What makes the church’s refusal to permit examination of the box particularly frustrating is reports as to what it contains. Prince Alexis Scherbatow, the octogenarian president of the Russian Nobility Association in America, visited Brussels in the summer of 1994 and, thanks to family connections with important members of the clergy, was told that the box contained the scooped-up remnants of a fire in which bodies were consumed: “little pieces of bone, a lot of earth full of blood, two little bottles of [congealed] fat from the bodies, and several bullets.” And—Prince Scherbatow was unwilling to say who told him this or how anyone would know—but he added, “Y
es, yes, absolutely. It was from two bodies.”
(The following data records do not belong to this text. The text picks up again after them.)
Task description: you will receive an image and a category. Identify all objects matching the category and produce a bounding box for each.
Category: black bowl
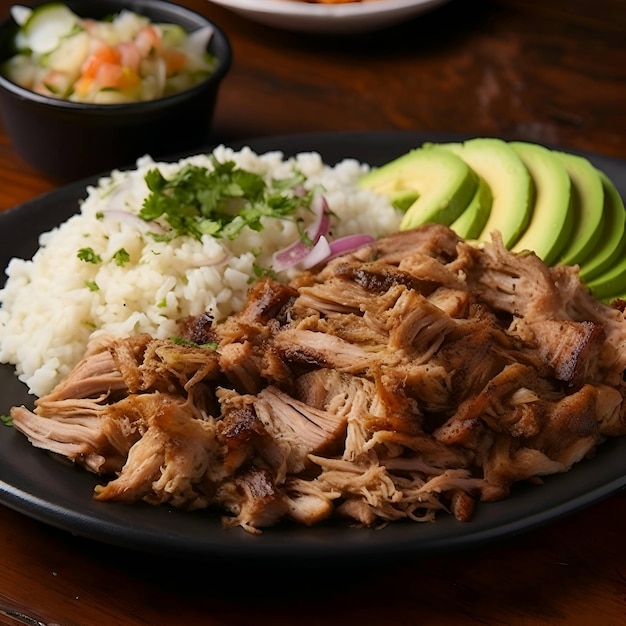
[0,0,232,180]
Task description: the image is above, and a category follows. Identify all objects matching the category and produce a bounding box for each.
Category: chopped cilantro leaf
[76,248,102,263]
[169,337,217,350]
[139,155,311,239]
[113,248,130,267]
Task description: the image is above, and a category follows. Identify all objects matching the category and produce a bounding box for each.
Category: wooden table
[0,0,626,626]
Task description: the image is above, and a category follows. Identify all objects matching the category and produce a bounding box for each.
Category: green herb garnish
[139,155,311,239]
[76,248,102,263]
[113,248,130,267]
[169,337,217,350]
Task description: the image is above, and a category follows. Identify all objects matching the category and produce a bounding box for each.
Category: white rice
[0,146,400,396]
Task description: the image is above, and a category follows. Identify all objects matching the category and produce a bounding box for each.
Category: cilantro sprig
[139,155,311,239]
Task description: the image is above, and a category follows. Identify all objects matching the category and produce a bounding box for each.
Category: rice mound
[0,146,400,396]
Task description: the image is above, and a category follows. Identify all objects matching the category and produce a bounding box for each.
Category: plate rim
[0,130,626,561]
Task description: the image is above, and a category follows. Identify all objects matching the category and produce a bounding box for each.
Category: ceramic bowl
[0,0,232,180]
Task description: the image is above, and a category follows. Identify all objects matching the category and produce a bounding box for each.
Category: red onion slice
[272,194,330,272]
[304,194,330,244]
[300,235,330,270]
[330,233,376,258]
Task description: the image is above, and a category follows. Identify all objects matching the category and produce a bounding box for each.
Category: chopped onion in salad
[2,2,215,104]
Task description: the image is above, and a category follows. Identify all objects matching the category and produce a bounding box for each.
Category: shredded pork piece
[11,225,626,533]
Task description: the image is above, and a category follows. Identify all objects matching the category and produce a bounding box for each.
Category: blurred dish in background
[204,0,449,34]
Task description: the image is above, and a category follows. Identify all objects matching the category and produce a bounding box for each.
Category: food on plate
[0,147,401,395]
[361,148,478,229]
[361,138,626,302]
[0,139,626,533]
[2,2,215,104]
[11,224,626,533]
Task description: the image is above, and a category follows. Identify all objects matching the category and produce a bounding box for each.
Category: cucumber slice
[10,4,33,26]
[21,2,80,54]
[155,24,187,48]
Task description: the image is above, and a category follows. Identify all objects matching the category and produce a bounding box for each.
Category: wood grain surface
[0,0,626,626]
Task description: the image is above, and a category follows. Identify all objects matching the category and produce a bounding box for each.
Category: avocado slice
[429,137,533,248]
[509,141,573,265]
[359,148,478,230]
[579,170,626,286]
[450,177,493,239]
[586,232,626,300]
[553,151,604,265]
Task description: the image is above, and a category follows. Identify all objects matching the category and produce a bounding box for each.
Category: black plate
[0,131,626,561]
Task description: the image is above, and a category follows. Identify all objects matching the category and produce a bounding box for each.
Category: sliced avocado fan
[510,141,573,265]
[359,148,478,230]
[425,137,533,248]
[553,151,604,265]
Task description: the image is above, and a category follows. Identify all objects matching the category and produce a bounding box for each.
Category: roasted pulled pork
[11,225,626,532]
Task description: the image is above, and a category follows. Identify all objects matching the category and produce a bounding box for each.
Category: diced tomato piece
[161,48,187,76]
Nevertheless, in April 1995, the Church Abroad continued to adamantly refuse to release the box. Neither Soloviev nor any qualified Western investigator may examine its contents to help determine what happened to the two missing children. Soloviev can do nothing but wait. “If someday this box appears,” he said, “I think many questions will be solved. If there are whole bones, then a scientist like Maples might be able to tell whether they came from a young woman or a fourteen-year-old boy. A DNA test could match the bones with the DNA of the mother and daughters already found. DNA cannot tell which of the daughters it is, but we would know that this was the fourth daughter. We would not know which was which, but all four would be accounted for.”
In the West as well as in Russia, the findings of Avdonin and Ryabov, and the investigative efforts of Soloviev, were aggressively challenged. The Russian emigre community contains men and women who have spent a lifetime hating the doctrines, personalities, and administrative paraphernalia of the Communist state. Their hostility goes deeper than ideology; members of their families were slaughtered in one of the Red Terrors; their possessions were stripped away and redesignated as property of the state. For seventy-five years, they watched Soviet historians lie about the past and Soviet politicians, newspapers, radio, and television lie about the present. During this time, they developed suspicions not easily eradicated. Therefore, in 1989, when Geli Ryabov announced to the world that he had located the bones of the Imperial family, many Russians in emigration were skeptical. One group, calling itself the Expert Commission of Russians Abroad, appointed itself to monitor everything said and done inside Russia in connection with the remains. The chairman of this group was a Connecticut engineer named Peter Koltypin. The vice chairman was Prince Alexis Scherbatow. The secretary was a former CIA officer named Eugene Magerovsky. In the collective view of this commission, Ryabov’s story was bogus and the discovery of the remains in the grave a clever hoax arranged by a still-active KGB.